2019 ISAKOS Biennial Congress ePoster #619
Frozen Hip: An Uncommon, but Not Rare, Cause of Hip Pain
Leandro Ejnisman, MD, PhD, São Paulo, SP BRAZIL
Kotaro R. Shibata, MD, PhD, Kyoto JAPAN
Marc R. Safran, MD, Prof., Redwood City, CA UNITED STATES
Stanford University, Redwood City, CA, UNITED STATES
FDA Status Cleared
Frozen hip, an uncommon cause of hip pain, should be suspected in patients with pain that is not proportional to their radiological findings, and in patients in whom a marked decrease in external rotation is encountered in the setting of a non-arthritic hip. Conservative management is recommended as the initial treatment, and this study sets out to assess the effectiveness of this approach.
Adhesive capsulitis is a well-known entity in the shoulder. However, it may also affect other joints including the hip (aka frozen hip). There are few reports in the literature, most of which focus on surgical treatment. The goal of this study is to report clinical results of a consecutive group of patients with frozen hip to ascertain the success rate of non-operative and operative treatment.
A retrospective chart review was performed of patients seen between January 2010 and July 2016 in a university sports medicine practice with a hip emphasis. The diagnosis of frozen hip was established when a patient presented with hip joint pain associated with loss of internal rotation (IR) in addition to external rotation (ER) loss (>10o side-to-side ER difference). Standard AP and lateral radiographs excluded gross signs of FAI, dysplasia and osteoarthritis. Pain relief of at least 50% with image guided intra-articular injection confirmed an intra-articular pain generator. Patients were initially treated with physical therapy (PT) to improve range of motion (ROM) by joint mobilization, traction and stretching, followed by strengthening after near symmetric ROM was achieved.

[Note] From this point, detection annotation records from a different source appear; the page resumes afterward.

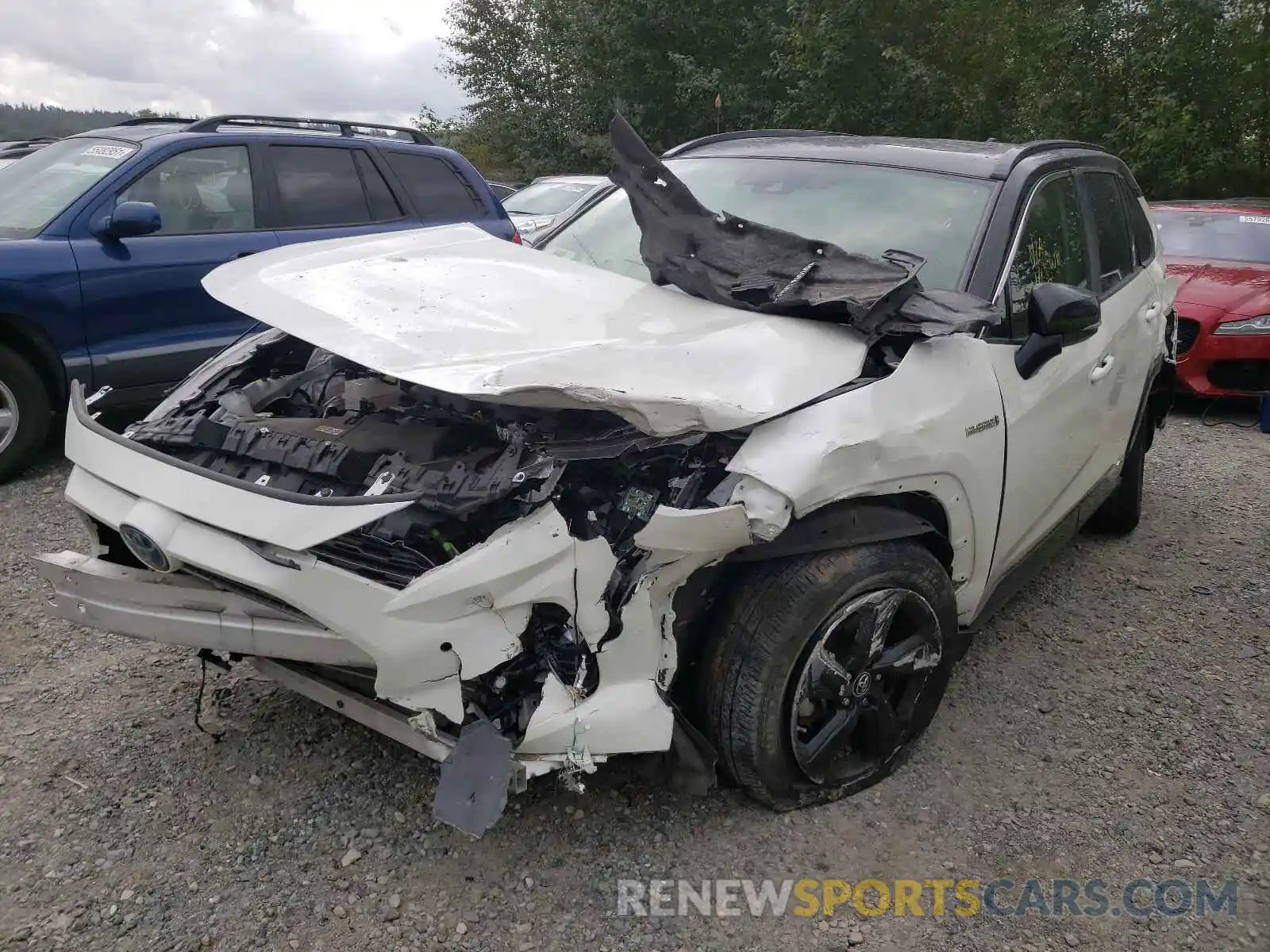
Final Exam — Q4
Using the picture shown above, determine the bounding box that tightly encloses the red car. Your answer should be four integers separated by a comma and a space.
1151, 198, 1270, 397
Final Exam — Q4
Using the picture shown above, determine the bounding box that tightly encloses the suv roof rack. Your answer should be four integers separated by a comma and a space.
114, 116, 194, 125
662, 129, 849, 159
0, 136, 57, 152
186, 114, 433, 146
992, 138, 1107, 179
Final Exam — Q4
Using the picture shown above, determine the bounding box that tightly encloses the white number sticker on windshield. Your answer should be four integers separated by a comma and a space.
83, 144, 132, 159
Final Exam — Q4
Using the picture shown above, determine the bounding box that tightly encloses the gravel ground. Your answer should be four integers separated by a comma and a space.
0, 414, 1270, 952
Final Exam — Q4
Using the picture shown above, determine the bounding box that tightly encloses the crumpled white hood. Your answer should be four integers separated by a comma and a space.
203, 225, 866, 436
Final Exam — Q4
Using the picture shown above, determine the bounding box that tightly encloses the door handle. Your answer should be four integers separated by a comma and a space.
1090, 354, 1115, 383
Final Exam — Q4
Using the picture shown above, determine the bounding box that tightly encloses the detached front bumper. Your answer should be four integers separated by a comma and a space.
36, 552, 375, 669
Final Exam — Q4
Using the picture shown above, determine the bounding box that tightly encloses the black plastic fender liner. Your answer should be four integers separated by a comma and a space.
726, 500, 951, 563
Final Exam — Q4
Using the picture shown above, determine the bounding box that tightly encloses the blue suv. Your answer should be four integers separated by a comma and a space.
0, 116, 519, 481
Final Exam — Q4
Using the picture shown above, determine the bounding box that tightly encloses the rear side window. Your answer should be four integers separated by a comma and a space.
269, 146, 373, 228
1084, 171, 1138, 294
383, 152, 485, 221
353, 148, 402, 221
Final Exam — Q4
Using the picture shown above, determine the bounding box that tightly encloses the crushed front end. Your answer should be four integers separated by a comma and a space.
40, 332, 790, 833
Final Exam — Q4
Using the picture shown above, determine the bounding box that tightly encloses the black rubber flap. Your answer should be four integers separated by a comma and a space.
432, 721, 516, 836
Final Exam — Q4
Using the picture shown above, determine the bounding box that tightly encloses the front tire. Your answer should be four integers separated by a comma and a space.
0, 345, 52, 482
702, 541, 969, 810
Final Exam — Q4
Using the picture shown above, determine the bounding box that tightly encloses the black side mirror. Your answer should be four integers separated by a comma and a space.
1014, 283, 1103, 379
93, 202, 163, 240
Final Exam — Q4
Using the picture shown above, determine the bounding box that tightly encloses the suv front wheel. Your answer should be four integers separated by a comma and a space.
0, 345, 52, 482
702, 542, 969, 810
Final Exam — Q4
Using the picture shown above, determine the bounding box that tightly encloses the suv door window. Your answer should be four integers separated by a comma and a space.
1116, 175, 1156, 267
1005, 175, 1090, 338
353, 148, 402, 221
381, 151, 483, 221
1084, 171, 1138, 296
269, 146, 375, 228
116, 146, 256, 235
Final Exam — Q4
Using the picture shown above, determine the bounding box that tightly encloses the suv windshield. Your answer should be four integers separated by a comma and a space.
503, 182, 595, 214
0, 138, 137, 239
541, 157, 992, 290
1153, 209, 1270, 264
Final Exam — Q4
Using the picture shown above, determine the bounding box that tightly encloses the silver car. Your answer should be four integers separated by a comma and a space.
503, 175, 610, 244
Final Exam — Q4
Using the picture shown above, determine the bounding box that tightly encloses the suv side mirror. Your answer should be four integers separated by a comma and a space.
1014, 283, 1103, 379
93, 202, 163, 240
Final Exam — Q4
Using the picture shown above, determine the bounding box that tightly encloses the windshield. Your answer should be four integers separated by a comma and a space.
540, 157, 992, 290
0, 138, 137, 239
503, 182, 595, 214
1152, 211, 1270, 264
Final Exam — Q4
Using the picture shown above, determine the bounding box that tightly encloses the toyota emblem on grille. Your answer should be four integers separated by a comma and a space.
119, 525, 171, 573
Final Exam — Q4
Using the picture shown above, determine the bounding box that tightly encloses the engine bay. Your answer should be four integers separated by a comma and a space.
112, 332, 745, 766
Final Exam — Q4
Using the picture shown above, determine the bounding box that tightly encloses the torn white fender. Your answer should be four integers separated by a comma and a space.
517, 505, 749, 754
728, 334, 1006, 620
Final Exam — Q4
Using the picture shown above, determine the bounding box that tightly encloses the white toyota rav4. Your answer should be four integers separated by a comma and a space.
40, 118, 1173, 834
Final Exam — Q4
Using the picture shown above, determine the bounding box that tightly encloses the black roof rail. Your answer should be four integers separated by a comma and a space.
662, 129, 849, 159
114, 116, 197, 125
0, 136, 57, 152
186, 114, 433, 146
989, 138, 1110, 179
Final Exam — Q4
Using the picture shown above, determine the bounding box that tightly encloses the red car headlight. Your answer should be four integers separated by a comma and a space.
1213, 313, 1270, 335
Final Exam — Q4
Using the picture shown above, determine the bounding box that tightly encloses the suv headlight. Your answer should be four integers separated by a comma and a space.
1213, 313, 1270, 334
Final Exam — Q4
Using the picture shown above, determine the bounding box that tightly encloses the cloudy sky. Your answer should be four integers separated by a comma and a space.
0, 0, 462, 122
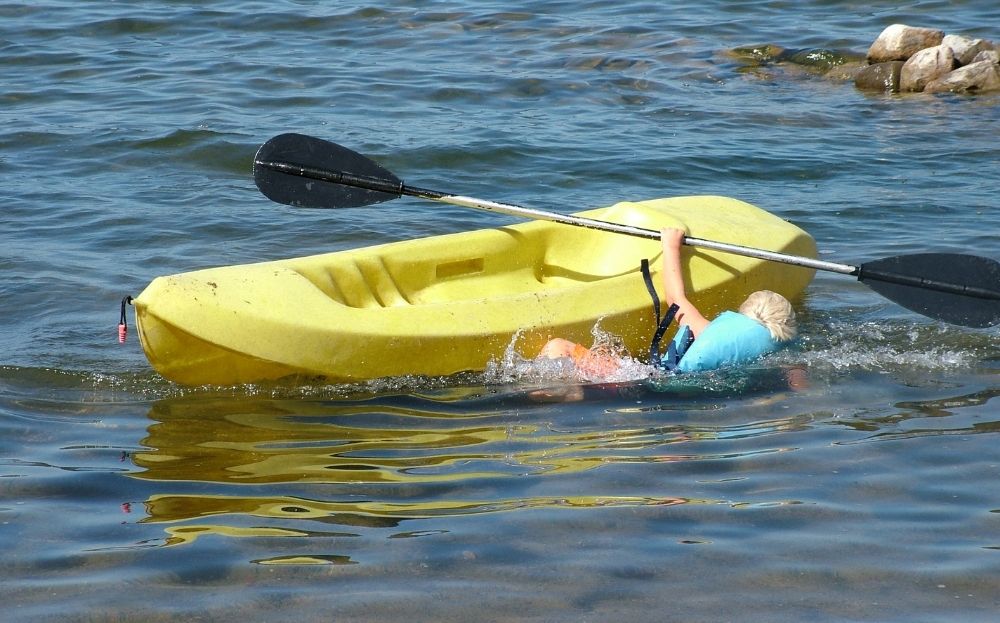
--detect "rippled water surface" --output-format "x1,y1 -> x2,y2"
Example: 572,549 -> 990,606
0,0 -> 1000,621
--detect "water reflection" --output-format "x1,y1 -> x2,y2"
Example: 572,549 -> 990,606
131,387 -> 812,552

Sixteen patients (14 females – 87.5%) with an average age of 43. years + 8.7 were studied. Mean ROM was (affected side/non-affected side): Flexion 115.3o+21.8 / 125.6o+17.0, IR 17.6o+15.9 / 22.6o+13.6, ER 27.1o+17.3 / 55.3o+14.9. The mean side-to-side ROM difference was Flexion 10.3o +13.7, IR 5.0o+12.2 and ER 27.1o+17.3. Three patients (18.8%) had a prior history of frozen shoulder, 2 of these 3 patients reported a traumatic onset of pain and one of these 2 patients presented as a non-insulin dependent diabetic. One patient (6.3%) had Crohn’s disease. The other 12 patients (75.0%) reported neither co-morbidities nor trauma, thus were considered idiopathic. Six patients (37.5%) underwent surgery after failing an average 11 months (range, 1 -32) of PT. Surgery consisted of manipulation under anesthesia, arthroscopic synovectomy and labral treatment. At a mean follow-up of 46.2 months + 29.9,14 (87.5%) patients reported satisfactory improvement of their pain. One patient had a hip arthroscopy recently after failing 32 months of conservative treatment, and one surgical patient still presented pain on final follow-up.
Frozen hip has many similar clinical characteristics to those of the shoulder, such as nonspecific and painful global loss of range of motion. Frozen hip should be considered in the differential diagnosis of non-arthritic hip pain, especially in patients presenting with pain that is not proportional to their radiological findings and in patients in whom a marked decrease in ER is encountered, and otherwise normal / non-arthritic radiographs.
Joint mobilization, traction and stretching appear effective in gaining ROM and decreasing pain in the frozen hip, similar to what is found in the shoulder.
In conclusion, more than half the patients in this series were successfully treated with formal rehabilitation alone, while 37.5% of patients ultimately came to surgery for painful frozen hip. Conservative treatment should be considered for the first line of treatment for frozen hips.